I run six side projects alone. Two pay rent, four are experiments. Last quarter I tracked where my hours actually went using Toggl: 11% writing code, 9% prompting agents, 38% reviewing what agents produced, the rest on support, billing, and deciding what to build next. The productivity story everyone tells is that solo devs now ship like a team of five. Partially true. I ship roughly 3x the features I did in 2024. But my churn went up too, because I shipped two features users actively disliked. Both were ones I let an agent design end-to-end while I rubber-stamped the PR. The skill that matters is not prompting.
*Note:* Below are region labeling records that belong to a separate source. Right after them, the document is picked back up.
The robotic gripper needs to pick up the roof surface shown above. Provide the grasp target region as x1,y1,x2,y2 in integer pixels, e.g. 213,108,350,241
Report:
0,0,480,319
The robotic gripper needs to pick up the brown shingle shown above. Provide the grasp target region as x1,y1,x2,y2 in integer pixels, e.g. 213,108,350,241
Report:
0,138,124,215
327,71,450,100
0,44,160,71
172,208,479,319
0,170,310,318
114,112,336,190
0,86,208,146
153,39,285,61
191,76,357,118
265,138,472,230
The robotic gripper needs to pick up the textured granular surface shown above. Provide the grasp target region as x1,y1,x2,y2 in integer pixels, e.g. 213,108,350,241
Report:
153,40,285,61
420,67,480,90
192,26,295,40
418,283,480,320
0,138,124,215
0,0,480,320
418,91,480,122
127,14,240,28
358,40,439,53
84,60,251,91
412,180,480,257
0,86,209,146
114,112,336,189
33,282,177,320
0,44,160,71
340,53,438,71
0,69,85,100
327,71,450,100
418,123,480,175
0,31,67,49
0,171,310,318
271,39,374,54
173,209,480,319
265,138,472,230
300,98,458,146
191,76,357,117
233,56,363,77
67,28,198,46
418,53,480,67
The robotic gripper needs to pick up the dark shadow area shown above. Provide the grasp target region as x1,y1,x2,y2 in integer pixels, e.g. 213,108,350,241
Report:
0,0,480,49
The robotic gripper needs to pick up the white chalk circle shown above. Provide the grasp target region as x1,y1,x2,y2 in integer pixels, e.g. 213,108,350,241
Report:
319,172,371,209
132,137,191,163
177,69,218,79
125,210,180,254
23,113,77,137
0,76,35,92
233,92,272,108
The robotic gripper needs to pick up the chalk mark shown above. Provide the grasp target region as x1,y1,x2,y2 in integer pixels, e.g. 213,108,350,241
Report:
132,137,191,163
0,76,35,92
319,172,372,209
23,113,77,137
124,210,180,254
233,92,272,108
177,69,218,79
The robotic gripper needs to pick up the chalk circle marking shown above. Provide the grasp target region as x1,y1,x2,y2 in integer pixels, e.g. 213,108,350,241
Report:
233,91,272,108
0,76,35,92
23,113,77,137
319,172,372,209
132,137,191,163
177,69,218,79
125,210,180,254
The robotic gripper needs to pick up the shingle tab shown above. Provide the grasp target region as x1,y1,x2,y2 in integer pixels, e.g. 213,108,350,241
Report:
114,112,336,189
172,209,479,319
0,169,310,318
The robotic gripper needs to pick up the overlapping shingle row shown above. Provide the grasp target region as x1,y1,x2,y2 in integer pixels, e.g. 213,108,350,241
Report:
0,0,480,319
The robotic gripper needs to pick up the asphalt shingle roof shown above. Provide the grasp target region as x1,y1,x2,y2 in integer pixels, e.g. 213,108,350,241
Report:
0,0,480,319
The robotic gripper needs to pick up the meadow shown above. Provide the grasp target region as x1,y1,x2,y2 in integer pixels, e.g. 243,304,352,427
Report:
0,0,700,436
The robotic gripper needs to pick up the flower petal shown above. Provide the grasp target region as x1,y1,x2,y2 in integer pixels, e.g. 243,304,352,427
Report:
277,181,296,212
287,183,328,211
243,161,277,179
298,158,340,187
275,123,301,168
It is knowing which 20% of generated output deserves real attention, and being willing to throw away an afternoon of working code because the shape is wrong. I now force myself to write the first version of any user-facing flow by hand, then let agents extend it. The hand-written seed seems to constrain the agent toward something I actually want.
26·yara_najjar·2d

2 comments

0lucia_paz_dev·2d
Same shape on my side, except the bottleneck is knowing which draft is actually worth sending. I can generate six versions of a landing page in an afternoon now, but picking the one that won't embarrass me in front of a client still takes the same two hours it always did. Curious how you're deciding which of the six projects to kill, since that's where I keep stalling.
0wei.zhang·2d
Same pattern on my end since I started using LLMs for drafts. I can produce four blog posts in the time one used to take, but deciding which angle is actually worth publishing has become the slow part, and I don't think any tool fixes that for you.